Root Apps You Must Try
Titanium Backup: If you’re going to be a custom ROM hopper, Titanium Backup is the first app you should install after rooting. The app will let you backup apps along with their data. You can even sync it using cloud services like Dropbox so that your app data will always be safe even if your phone ends up bricked.
Greenify: Greenify is the best way to improve your phone’s battery life. Greenify shows you which apps are running in the background and how many times they’re waking up your device from sleep. You can then decide to freeze background processes on a per-app basis. It’s like the Doze feature, but on steroids.
Tasker: Tasker is a powerful automation app. You can set up IFTTT-style workflows that initiate a program you’ve already configured. You can have the lights turn off when you leave your house or automatically launch Spotify when you connect to your Bluetooth headphones.

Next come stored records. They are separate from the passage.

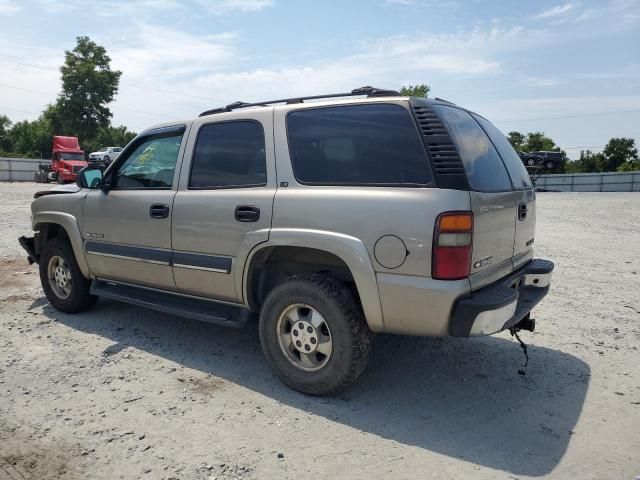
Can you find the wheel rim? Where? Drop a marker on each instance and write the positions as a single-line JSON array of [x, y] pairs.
[[59, 275], [304, 337]]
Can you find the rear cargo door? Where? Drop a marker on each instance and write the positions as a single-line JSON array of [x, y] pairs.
[[525, 194], [493, 200]]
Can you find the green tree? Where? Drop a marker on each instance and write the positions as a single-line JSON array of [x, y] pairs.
[[88, 86], [538, 141], [421, 90], [618, 152], [5, 138], [516, 139]]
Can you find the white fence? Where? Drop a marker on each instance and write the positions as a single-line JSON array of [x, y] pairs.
[[590, 182], [23, 170], [19, 169]]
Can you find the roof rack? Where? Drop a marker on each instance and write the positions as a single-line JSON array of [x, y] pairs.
[[358, 92]]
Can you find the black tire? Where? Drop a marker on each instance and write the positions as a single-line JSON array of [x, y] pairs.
[[79, 299], [350, 334]]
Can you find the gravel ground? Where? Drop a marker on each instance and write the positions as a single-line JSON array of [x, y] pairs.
[[122, 392]]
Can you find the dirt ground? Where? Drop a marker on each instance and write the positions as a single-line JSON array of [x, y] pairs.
[[121, 392]]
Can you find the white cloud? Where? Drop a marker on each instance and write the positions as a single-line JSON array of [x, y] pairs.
[[558, 10], [8, 7], [219, 7]]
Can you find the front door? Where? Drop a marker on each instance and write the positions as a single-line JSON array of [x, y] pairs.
[[127, 231], [224, 203]]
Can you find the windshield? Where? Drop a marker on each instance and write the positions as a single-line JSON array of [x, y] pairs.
[[70, 156]]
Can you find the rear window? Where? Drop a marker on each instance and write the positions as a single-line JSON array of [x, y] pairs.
[[517, 172], [483, 165], [374, 144]]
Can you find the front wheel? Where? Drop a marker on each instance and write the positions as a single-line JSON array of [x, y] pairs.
[[62, 281], [314, 335]]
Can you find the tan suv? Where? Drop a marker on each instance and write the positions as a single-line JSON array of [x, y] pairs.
[[329, 218]]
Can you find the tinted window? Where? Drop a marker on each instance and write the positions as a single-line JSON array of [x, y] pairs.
[[151, 164], [482, 163], [357, 145], [517, 172], [229, 154]]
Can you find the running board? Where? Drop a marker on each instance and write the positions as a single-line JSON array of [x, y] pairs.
[[204, 310]]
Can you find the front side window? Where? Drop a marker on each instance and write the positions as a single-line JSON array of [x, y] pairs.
[[484, 168], [151, 164], [517, 172], [371, 144], [228, 155]]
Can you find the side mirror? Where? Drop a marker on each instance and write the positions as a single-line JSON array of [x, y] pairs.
[[90, 178]]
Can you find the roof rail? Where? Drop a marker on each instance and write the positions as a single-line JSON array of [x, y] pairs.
[[358, 92]]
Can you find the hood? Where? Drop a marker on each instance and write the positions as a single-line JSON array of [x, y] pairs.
[[60, 189]]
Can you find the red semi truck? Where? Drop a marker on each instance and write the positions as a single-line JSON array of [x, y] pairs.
[[67, 159]]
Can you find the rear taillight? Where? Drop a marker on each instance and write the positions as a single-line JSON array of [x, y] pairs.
[[452, 245]]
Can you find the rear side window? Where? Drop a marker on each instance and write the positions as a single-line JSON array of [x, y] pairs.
[[229, 154], [517, 172], [482, 163], [374, 144]]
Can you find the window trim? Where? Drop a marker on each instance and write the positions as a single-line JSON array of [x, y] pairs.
[[125, 153], [513, 185], [453, 138], [429, 184], [228, 187]]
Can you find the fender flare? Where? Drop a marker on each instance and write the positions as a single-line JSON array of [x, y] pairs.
[[70, 225], [349, 249]]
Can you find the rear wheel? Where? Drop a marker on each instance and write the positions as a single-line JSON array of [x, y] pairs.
[[62, 281], [314, 335]]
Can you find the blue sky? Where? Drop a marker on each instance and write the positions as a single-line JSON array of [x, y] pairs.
[[570, 69]]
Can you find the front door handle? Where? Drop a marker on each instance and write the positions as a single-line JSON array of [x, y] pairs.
[[247, 213], [522, 211], [159, 210]]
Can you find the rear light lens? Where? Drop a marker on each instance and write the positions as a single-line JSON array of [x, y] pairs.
[[452, 246]]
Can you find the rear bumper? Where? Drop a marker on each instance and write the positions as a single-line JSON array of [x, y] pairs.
[[502, 304]]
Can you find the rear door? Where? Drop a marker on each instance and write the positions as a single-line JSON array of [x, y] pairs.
[[493, 201], [224, 202]]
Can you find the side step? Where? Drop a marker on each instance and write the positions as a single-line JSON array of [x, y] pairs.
[[197, 309]]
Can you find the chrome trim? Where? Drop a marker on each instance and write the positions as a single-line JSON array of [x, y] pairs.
[[133, 259], [170, 292], [205, 269]]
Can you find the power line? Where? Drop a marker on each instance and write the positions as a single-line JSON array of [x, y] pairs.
[[596, 114], [115, 107], [142, 87]]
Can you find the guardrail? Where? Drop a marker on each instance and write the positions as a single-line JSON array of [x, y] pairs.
[[19, 169], [590, 182]]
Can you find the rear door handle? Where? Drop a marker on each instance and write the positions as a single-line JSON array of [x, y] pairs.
[[522, 211], [247, 213], [159, 210]]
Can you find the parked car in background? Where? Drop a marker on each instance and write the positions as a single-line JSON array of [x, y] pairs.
[[105, 155], [548, 160]]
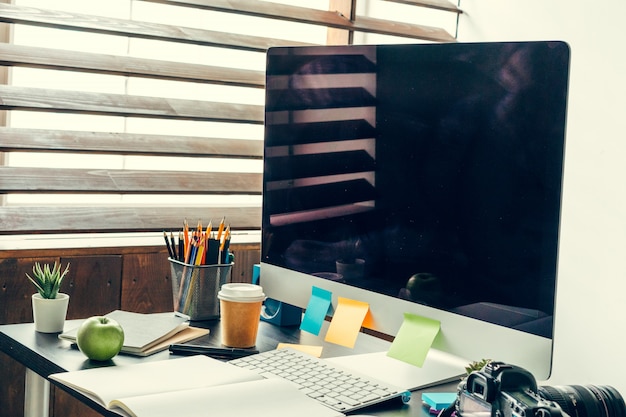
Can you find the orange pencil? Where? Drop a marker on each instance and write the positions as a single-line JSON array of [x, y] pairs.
[[220, 229]]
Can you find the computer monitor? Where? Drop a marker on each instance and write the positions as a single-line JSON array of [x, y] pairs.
[[421, 178]]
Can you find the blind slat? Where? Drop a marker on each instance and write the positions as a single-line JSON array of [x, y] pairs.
[[90, 219], [36, 99], [432, 4], [28, 56], [145, 30], [60, 180], [39, 140], [315, 17], [139, 185]]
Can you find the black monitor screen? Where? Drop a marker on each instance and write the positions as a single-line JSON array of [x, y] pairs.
[[426, 172]]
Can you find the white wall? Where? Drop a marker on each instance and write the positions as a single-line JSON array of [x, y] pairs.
[[591, 308]]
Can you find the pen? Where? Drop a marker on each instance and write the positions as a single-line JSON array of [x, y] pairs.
[[214, 352]]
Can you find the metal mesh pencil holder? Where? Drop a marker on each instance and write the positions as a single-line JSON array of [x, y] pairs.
[[195, 288]]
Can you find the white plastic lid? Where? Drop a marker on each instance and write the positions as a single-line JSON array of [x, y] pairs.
[[241, 292]]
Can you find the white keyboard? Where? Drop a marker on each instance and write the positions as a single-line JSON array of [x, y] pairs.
[[338, 388]]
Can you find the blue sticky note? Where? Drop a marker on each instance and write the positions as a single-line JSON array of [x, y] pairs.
[[316, 310], [439, 400]]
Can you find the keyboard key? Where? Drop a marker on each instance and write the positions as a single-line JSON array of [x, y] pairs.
[[337, 388]]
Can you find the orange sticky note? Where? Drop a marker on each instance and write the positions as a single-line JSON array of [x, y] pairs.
[[347, 321]]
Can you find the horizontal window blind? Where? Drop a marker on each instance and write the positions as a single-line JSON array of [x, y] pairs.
[[130, 115]]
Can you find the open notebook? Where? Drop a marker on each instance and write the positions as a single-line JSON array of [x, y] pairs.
[[191, 386]]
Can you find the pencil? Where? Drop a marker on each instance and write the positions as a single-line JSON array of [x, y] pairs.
[[169, 247]]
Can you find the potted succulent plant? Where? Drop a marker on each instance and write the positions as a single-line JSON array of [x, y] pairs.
[[49, 305]]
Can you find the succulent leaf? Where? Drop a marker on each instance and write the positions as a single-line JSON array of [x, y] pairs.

Xposed Framework: The Xposed Framework app is required to install certain mods. The rich library of Xposed modules will let you tweak your device to your heart’s content. Currently, the Xposed Framework only works reliably on Lollipop and Marshmallow devices.
Nandroid Manager: This app lets you interact with your Nandroid backups. You can extract files from them or easily backup apps and data.
Flashify: As a frequent flasher, Flashify will make your life easier. The app makes it easy to flash GAPPs, .ZIPs, kernel files, and more. Using Flashify’s interface is much faster than twiddling around in the TWRP recovery.
Link2SD: The app creates a seamless link between your internal storage and SD card so the apps think you’re just using your internal storage. This can help you move app data (especially media) to the SD card without tipping off the app.
As I’ve said before, rooting is a lifestyle and being alert is part of the package. So be careful when you’re out there in the trenches, without the safety of the secure sandbox. Consult trusted sources like XDA and you’ll be fine. Don’t just flash anything (and if you are a troublemaker, make sure you’re all backed up).